現在では、一般ユーザーたちが自分の売りたいものを掲示したり、一般の小売店がネット上で店を持つことを可能にしたりするサービスなどを加え、アリババはインターネットのコングロマリットにも成長した。中国では知らない人がいないブランドだ。社員は2万人を超える。
そんなアリババだが、創業前にマーがシリコンバレーを訪れ、ベンチャーキャピタリストに投資話を持ちかけた際には、誰一人として興味を示さなかったという。

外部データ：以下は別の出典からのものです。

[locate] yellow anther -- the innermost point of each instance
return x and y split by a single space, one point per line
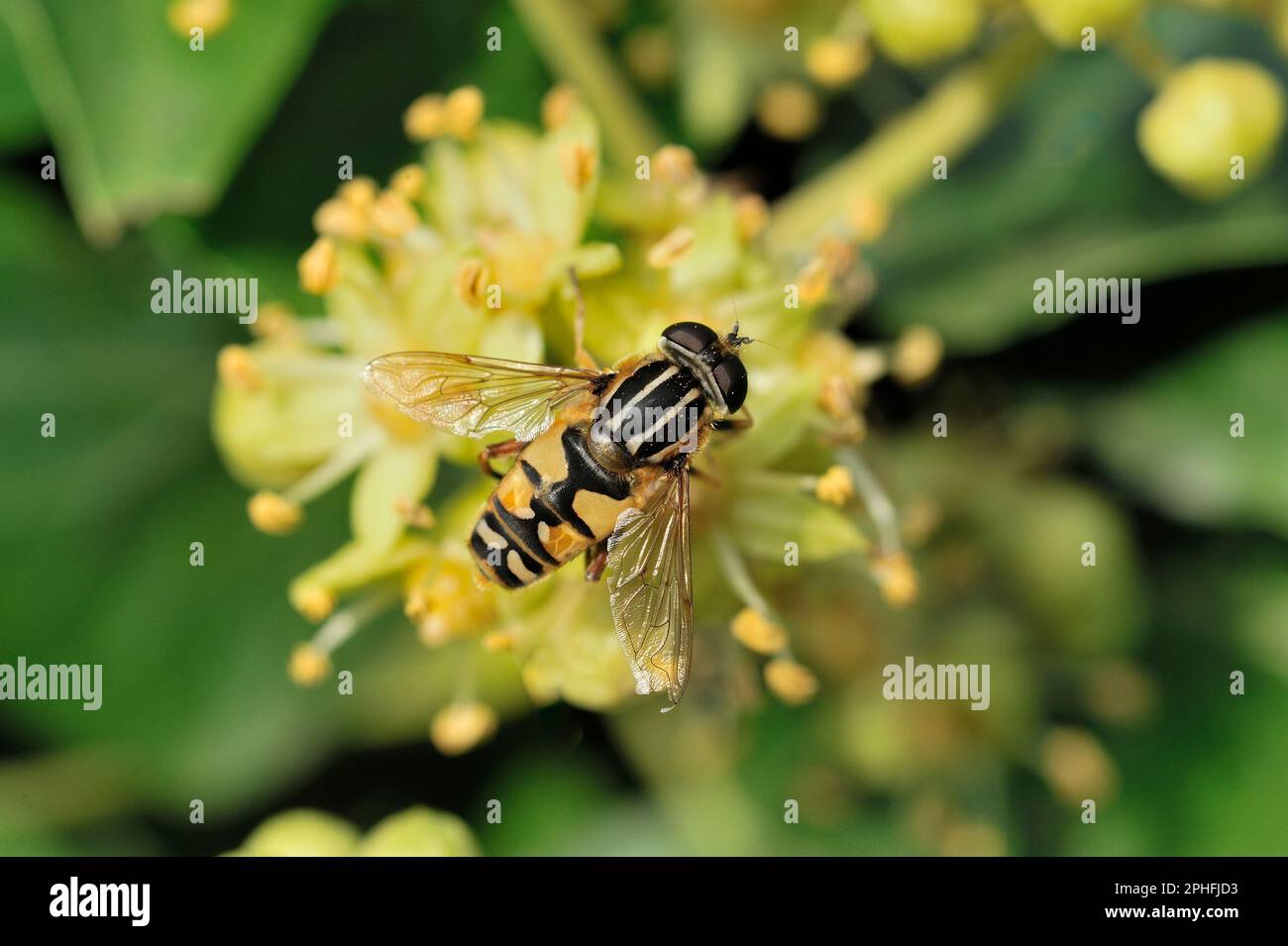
277 322
835 486
458 727
313 601
837 255
273 514
836 60
309 666
870 215
408 181
471 282
671 248
896 577
751 215
236 368
360 193
424 117
557 106
393 216
756 632
317 266
446 604
814 280
340 219
915 356
463 111
790 681
578 163
210 16
789 111
675 163
836 396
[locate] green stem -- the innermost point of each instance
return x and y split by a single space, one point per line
574 52
898 159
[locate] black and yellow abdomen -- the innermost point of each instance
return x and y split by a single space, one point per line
553 503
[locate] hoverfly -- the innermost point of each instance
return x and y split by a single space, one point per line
601 465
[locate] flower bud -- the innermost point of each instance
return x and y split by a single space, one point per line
419 832
1209 113
300 833
671 248
835 486
918 33
458 727
756 632
790 681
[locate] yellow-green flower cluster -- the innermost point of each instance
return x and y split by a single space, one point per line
469 252
416 832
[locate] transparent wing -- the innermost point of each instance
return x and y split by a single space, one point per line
651 588
472 395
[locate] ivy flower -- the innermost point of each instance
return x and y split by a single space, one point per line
469 252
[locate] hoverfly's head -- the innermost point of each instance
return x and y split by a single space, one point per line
712 360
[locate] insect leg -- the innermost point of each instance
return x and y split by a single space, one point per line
579 326
506 448
596 558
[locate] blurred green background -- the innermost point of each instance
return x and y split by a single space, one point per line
1061 430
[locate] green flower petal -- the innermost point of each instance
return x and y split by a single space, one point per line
773 510
400 472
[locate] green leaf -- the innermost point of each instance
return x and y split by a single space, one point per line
1061 185
143 124
20 116
1168 437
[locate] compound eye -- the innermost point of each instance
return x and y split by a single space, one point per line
732 378
691 336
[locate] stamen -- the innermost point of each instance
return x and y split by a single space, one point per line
393 216
671 248
317 267
273 514
340 219
471 282
835 486
237 368
424 117
459 726
342 463
915 356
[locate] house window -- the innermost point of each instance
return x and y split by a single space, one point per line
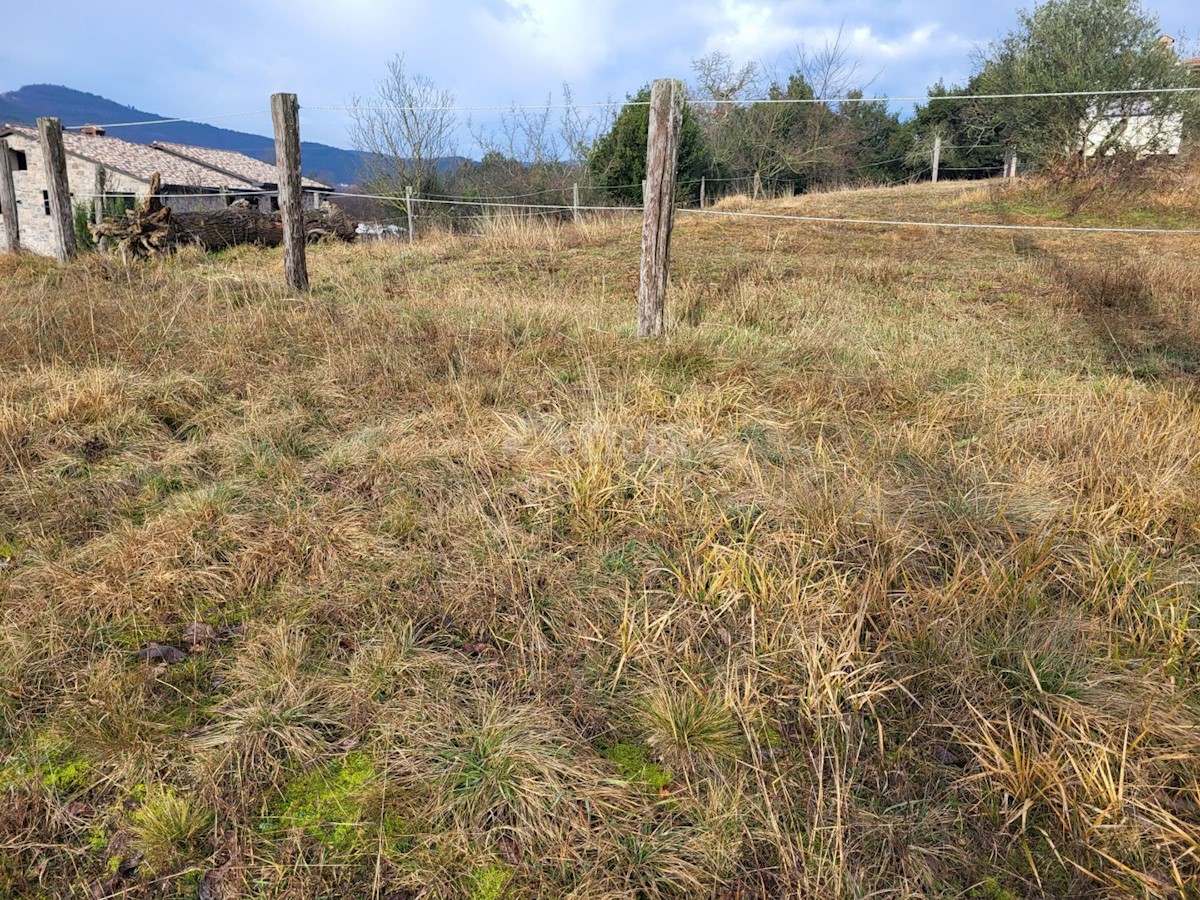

「けれども、僕はアメリカンドリームを持ち帰った」とマーは語る。そして、まさにそのアメリカンドリームを中国で実現した。「今日は苦しい、明日も大変。けれどもあさってになれば、きっといいことが起こるんだ」というのが、マーの信条だ。
僕らはワニ。河にいるかぎりはサメに勝つ
そんな彼の頑張りとユニークな戦略を示すエピソードがある。それは2003年、一般ユーザー同士がモノの売買をするインターネットサイト、タオバオを始めたときの話だ。

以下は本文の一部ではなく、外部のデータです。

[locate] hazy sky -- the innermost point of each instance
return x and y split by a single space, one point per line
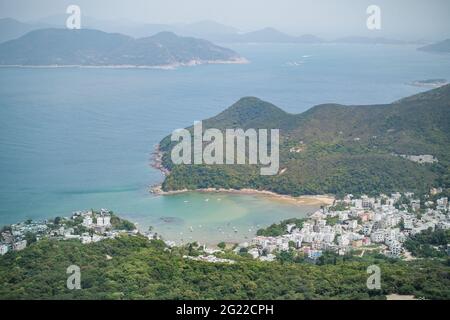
400 18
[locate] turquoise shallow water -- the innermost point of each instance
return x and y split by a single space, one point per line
75 138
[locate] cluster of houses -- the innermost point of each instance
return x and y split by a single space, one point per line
380 223
87 226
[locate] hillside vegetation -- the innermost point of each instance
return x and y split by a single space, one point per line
334 149
135 268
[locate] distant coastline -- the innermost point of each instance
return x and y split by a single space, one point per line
171 66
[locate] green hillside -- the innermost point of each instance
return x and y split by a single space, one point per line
135 268
334 148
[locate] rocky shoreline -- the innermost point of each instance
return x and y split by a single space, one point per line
157 189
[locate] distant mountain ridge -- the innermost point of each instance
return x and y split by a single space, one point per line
87 47
334 149
439 47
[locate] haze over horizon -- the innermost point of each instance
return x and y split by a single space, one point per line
404 19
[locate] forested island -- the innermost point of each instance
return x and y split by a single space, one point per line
334 149
94 48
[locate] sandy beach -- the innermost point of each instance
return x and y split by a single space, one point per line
301 200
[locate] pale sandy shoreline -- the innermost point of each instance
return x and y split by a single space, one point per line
301 200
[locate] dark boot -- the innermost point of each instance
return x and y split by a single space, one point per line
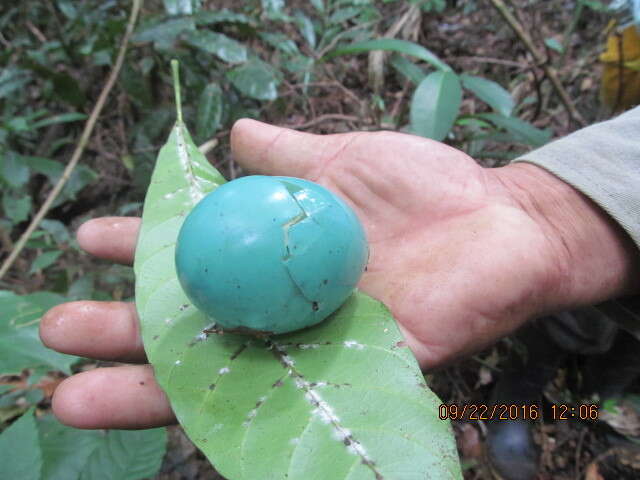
512 452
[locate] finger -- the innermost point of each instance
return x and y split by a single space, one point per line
101 330
111 238
125 397
269 150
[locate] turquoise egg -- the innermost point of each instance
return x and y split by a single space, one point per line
270 254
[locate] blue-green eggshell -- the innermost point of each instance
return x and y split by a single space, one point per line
270 254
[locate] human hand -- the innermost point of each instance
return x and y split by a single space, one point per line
461 255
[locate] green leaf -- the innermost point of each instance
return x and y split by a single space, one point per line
280 41
16 206
11 79
435 105
343 14
181 7
65 451
44 260
343 399
273 8
211 17
391 45
218 44
20 455
489 92
522 131
410 70
256 79
209 115
19 340
71 454
14 170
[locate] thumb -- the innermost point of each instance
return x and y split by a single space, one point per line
269 150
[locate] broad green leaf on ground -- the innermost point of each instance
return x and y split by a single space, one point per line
255 79
489 92
343 399
211 17
20 455
522 131
391 45
217 44
12 79
435 105
181 7
410 70
71 454
209 114
19 340
280 41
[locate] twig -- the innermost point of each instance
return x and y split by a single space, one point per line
82 143
498 61
549 71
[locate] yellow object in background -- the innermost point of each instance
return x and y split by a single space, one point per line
620 88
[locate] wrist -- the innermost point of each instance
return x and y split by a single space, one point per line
591 258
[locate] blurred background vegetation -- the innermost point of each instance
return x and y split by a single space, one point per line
308 65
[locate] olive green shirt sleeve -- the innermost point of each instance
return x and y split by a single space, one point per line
603 162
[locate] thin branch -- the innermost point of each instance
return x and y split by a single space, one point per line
82 143
540 59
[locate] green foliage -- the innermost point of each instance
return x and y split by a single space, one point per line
289 405
20 453
44 449
435 104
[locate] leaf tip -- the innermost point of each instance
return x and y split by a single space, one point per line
175 72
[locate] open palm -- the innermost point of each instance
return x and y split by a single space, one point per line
455 257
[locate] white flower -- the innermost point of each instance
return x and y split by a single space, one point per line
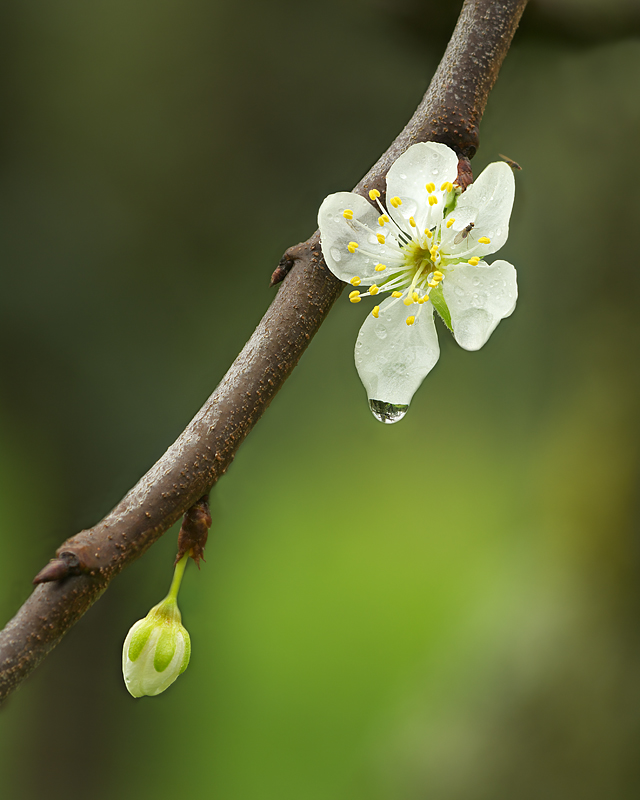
426 248
157 649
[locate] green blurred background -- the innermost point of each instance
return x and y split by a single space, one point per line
444 609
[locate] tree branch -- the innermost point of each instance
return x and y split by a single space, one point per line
450 112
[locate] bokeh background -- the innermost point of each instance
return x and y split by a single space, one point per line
444 609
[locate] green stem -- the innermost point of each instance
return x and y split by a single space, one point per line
177 578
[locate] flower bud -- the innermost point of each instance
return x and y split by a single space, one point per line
157 649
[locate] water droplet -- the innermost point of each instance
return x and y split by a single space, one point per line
381 332
387 412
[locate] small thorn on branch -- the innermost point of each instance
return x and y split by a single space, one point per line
195 530
58 569
465 173
286 263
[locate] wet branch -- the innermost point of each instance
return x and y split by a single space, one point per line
450 112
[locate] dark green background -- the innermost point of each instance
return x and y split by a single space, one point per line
445 609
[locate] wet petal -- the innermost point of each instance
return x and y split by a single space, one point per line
478 298
487 203
393 358
336 233
422 164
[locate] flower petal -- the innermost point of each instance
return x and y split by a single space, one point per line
478 298
393 358
336 233
419 165
487 203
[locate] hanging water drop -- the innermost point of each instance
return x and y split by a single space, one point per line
381 332
387 412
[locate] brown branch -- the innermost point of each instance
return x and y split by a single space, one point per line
450 112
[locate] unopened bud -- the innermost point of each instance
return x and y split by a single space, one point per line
157 648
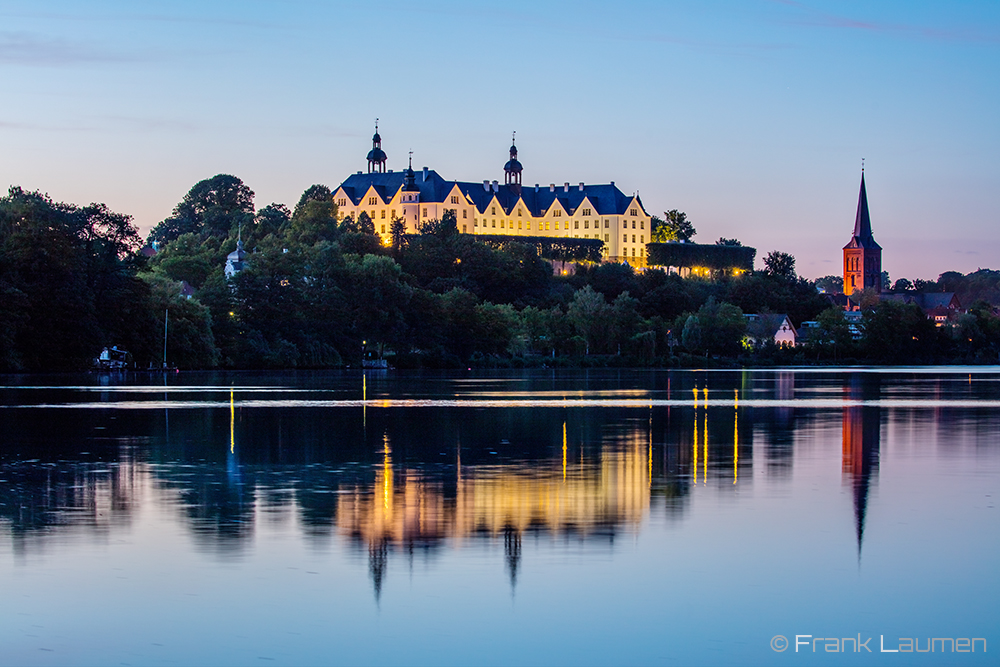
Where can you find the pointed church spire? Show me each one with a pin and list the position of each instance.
(863, 222)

すでに同様のサービスを始めていたアメリカのイーベイは、中国でも80%以上のシェアを保持。マーは、イーベイへの挑戦をこう宣言した。「イーベイは大洋で泳ぐサメ。タオバオは揚子江にいるワニ。大洋で闘えば負けるかもしれないが、河にいるかぎり勝つ」。
そうしたカッコいいせりふでメディアの注目を集め、さらに中国人の心を知り尽くした強みを武器に、タオバオは利用料金を無料にしてアピール。4年後にはイーベイのシェアは8%以下まで下がり、とうとう中国から撤退した。
外国人と話したい一心で、ボランティアをした幼少期
1964年に杭州に生まれたマーは、小さい頃から英語にあこがれていたという。アメリカのラジオ放送のボイス・オブ・アメリカに耳を傾け、外国人と話したい一心で、遠くのホテルまで自転車で通い、無料で旅行ガイドを務めていた。